The ESG components of the Aegon Workplace Default fund, managed by BlackRock and HSBC, use a process called ‘screening’. Screening can be positive or negative. It involves the fund manager filtering out the types of company they don’t want to invest in (negative screening), or increasing the proportion invested in companies they do want to invest in. For example, they may want to invest more in companies with lower carbon emissions (positive screening).  

The BlackRock and HSBC components target reductions in carbon emissions intensity of 30% and 50% respectively, aiming to improve ESG scores overall. The HSBC component also targets a 50% reduction in fossil fuels intensity. 

In addition, they aim to exclude companies involved in:

  • Controversial weapons2
  • Tobacco products
  • Thermal coal extraction
  • Adult entertainment production
  • Companies considered to have breached one or more of the United Nations Global Compact principles 
  • Gambling operations

The above list just shows examples and isn’t exhaustive. In some cases, thresholds may apply. 

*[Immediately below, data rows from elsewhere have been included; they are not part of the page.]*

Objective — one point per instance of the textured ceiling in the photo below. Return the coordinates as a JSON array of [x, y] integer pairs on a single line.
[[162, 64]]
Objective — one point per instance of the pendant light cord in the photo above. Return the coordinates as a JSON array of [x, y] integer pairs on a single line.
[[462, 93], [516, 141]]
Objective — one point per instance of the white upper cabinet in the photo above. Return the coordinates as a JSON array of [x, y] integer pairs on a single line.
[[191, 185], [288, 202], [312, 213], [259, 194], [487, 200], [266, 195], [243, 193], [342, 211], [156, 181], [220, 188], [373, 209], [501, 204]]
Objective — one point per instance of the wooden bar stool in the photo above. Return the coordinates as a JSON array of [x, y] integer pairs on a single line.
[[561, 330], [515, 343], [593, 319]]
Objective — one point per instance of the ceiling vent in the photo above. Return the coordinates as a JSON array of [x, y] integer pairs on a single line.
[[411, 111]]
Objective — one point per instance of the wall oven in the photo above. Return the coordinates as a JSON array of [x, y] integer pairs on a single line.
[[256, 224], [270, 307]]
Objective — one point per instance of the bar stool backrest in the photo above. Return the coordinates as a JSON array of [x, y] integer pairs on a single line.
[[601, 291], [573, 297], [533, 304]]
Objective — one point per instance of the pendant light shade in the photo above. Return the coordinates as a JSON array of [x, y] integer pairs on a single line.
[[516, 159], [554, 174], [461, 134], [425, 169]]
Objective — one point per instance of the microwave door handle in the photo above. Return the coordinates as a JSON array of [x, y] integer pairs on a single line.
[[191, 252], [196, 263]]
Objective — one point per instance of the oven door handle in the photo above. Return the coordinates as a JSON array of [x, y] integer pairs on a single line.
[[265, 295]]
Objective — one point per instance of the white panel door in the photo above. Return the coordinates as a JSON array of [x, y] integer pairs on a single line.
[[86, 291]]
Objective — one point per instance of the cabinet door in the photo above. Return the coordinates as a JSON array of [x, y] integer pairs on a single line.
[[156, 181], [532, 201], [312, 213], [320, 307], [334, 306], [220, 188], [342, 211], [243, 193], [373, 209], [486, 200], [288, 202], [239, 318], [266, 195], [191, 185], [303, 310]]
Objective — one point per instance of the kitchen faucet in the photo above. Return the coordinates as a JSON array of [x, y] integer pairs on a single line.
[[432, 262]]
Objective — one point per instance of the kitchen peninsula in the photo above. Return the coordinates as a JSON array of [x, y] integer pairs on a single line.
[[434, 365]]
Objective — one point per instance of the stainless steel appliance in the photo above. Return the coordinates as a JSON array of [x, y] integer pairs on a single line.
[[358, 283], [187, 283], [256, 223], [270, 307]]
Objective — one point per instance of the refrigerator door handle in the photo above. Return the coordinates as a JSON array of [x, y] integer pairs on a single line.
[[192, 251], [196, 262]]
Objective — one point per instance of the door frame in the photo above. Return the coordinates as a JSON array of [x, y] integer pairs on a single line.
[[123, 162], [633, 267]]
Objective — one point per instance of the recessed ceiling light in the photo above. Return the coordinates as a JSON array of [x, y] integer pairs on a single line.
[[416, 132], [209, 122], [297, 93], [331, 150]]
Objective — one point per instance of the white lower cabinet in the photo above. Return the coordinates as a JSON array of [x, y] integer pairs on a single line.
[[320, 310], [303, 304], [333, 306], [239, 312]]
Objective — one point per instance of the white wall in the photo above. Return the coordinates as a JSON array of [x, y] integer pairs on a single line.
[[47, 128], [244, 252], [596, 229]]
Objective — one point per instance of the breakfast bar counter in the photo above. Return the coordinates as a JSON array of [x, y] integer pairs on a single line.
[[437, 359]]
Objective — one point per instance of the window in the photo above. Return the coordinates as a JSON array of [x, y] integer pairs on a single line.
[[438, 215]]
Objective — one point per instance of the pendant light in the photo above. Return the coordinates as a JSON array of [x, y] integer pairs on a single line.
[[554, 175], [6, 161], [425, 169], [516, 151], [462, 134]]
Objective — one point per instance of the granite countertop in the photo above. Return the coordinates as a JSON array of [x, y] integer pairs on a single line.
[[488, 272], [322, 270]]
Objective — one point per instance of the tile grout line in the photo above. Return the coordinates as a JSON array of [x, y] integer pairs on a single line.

For example, they may specify that no more than 5% of the companies’ business involves participation in the excluded activities. 

1As at March 2023.

2Controversial weapons such as anti-personnel mines, biological weapons, blinding laser weapons, chemical weapons, cluster munitions and non-detectable fragment weapons. Source: HSBC Asset Management Policy on Banned Weapons 2022.


The Aegon Workplace Default fund is backed by our Funds Promise, which means our governance committee has a duty of care to ensure it continues to be fit for purpose. 

This means:

  • As the retirement market evolves and customer needs change, we change our default to meet these needs.
  • We reserve the right to make changes to asset allocation – both in the growth and retirement stages, and to the length of glidepath – to make sure our default fund continues to meet the needs of pension scheme members.